Ruler of Umm Al Quwain
- Reign: 1923–1929
- Predecessor: Abdullah bin Rashid Al Mualla II
- Successor: Ahmad bin Rashid Al Mualla
- Died: 1929
- House: Al Mualla

= Hamad bin Ibrahim Al Mualla =

Ruler of Umm Al Quwain from 1923 to 1929

Sheikh Hamad bin Ibrahim Al Mualla was Ruler of Umm Al Quwain from 1923 to 1929, one of the Trucial States which today forms part of the United Arab Emirates (UAE).

== Accession ==
In October 1923, a slave from Hamad bin Ibrahim's household murdered the-then Ruler of Umm Al Quwain (and Hamad's cousin), Sheikh Abdullah bin Rashid Al Mualla II. Immediately following the funeral, Hamad out-smarted Abdullah's younger brother, Ahmad bin Rashid, and occupied the government house.

Hamad managed to balance the ensuing situation and made his peace with Ahmad bin Rashid as well as the families of Umm Al Quwain and, by the time the British Resident visited in March 1924, Hamad was clearly the accepted Ruler of the emirate.

Having given sanctuary to the deposed Ruler of Sharjah, Sheikh Khalid bin Ahmad Al Qasimi, Sheikh Hamad managed to avoid a conflict with the Ruler of Sharjah, Sheikh Sultan bin Saqr Al Qasimi, when Khalid bin Ahmad reached a settlement with Sultan which ceded the inland town of Dhaid to him.

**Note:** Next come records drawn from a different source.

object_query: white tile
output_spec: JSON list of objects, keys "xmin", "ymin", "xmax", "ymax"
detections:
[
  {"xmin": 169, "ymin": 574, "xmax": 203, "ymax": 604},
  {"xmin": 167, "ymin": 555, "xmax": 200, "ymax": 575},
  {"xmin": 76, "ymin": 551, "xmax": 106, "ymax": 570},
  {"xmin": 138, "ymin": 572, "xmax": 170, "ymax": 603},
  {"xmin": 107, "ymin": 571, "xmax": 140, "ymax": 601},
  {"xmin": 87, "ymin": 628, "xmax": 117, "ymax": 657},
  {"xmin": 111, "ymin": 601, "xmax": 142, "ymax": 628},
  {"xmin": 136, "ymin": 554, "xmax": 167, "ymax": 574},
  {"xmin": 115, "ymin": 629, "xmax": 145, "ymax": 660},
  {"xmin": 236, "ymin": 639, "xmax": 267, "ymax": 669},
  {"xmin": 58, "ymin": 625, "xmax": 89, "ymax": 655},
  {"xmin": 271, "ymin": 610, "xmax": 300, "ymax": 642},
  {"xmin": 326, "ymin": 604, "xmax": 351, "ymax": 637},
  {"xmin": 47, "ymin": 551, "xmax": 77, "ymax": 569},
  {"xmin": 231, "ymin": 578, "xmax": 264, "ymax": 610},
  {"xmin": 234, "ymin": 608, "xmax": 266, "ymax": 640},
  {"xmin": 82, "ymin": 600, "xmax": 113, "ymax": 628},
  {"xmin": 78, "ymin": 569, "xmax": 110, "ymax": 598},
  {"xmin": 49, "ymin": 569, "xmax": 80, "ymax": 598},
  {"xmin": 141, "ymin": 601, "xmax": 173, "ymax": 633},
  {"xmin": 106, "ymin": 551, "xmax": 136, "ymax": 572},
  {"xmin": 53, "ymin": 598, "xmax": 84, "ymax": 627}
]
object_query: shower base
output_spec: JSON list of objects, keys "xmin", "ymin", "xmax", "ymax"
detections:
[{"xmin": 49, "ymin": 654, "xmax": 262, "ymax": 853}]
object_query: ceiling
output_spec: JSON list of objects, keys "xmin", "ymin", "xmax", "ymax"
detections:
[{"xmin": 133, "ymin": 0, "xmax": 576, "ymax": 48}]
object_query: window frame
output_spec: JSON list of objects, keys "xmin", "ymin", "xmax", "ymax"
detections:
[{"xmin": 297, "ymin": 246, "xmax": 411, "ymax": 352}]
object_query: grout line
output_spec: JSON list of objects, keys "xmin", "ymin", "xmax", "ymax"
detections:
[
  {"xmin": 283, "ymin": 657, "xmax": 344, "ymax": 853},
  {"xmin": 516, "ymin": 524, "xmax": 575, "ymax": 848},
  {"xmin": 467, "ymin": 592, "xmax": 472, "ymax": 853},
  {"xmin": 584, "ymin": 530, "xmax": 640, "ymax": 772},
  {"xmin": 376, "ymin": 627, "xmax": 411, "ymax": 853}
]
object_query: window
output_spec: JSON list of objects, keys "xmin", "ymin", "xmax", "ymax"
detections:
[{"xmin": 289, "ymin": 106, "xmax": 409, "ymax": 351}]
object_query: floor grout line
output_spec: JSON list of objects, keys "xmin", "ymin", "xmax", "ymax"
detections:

Unable to take possession of the town because armed Bedouin loyal to Sultan were still there (and Hamad bin Ibrahim being unwilling to have his own forces dragged into a conflict with the Bedouin of the Interior), Khalid managed to broker an association between the Sheikhs of the Bani Qitab and Khawatir Bedouin tribes along with the Ruler of Ras Al Khaimah, which would have him take and hold Dhaid 'on behalf of Khaled bin Ahmed'. To the relief of both Hamad bin Ibrahim and his Northern neighbour, the plan (which would have potentially alienated Sultan of Sharjah) was not needed: Khaled took possession of Dhaid peacefully in July 1928.

== Death ==
Hamad was shot and killed on 9 February 1929, by a slave called Saeed from the household of Hamad's blind uncle, Abdelrahman bin Ahmed Al Mualla, acting under Abdelrahman's instigation. The population of the town rose up against Abdelrahman Bin Ahmed and Saeed, who had barricaded themselves in the fort. Abandoning their initial plan of firing on the fort with a cannon, the people of Umm Al Quwain instead elected to set a fire around the walls of the fort and in this conflagration both Abrelrahman and Saeed were killed. Hamad was then succeeded by his cousin, Ahmad bin Rashid Al Mualla.

The British considered the whole affair of Abdelrahman and Saeed to be highly suspicious and suspected Sultan bin Saqr Al Qasimi of Sharjah of involvement, but confirmed the young Ahmed as a Trucial Ruler nonetheless.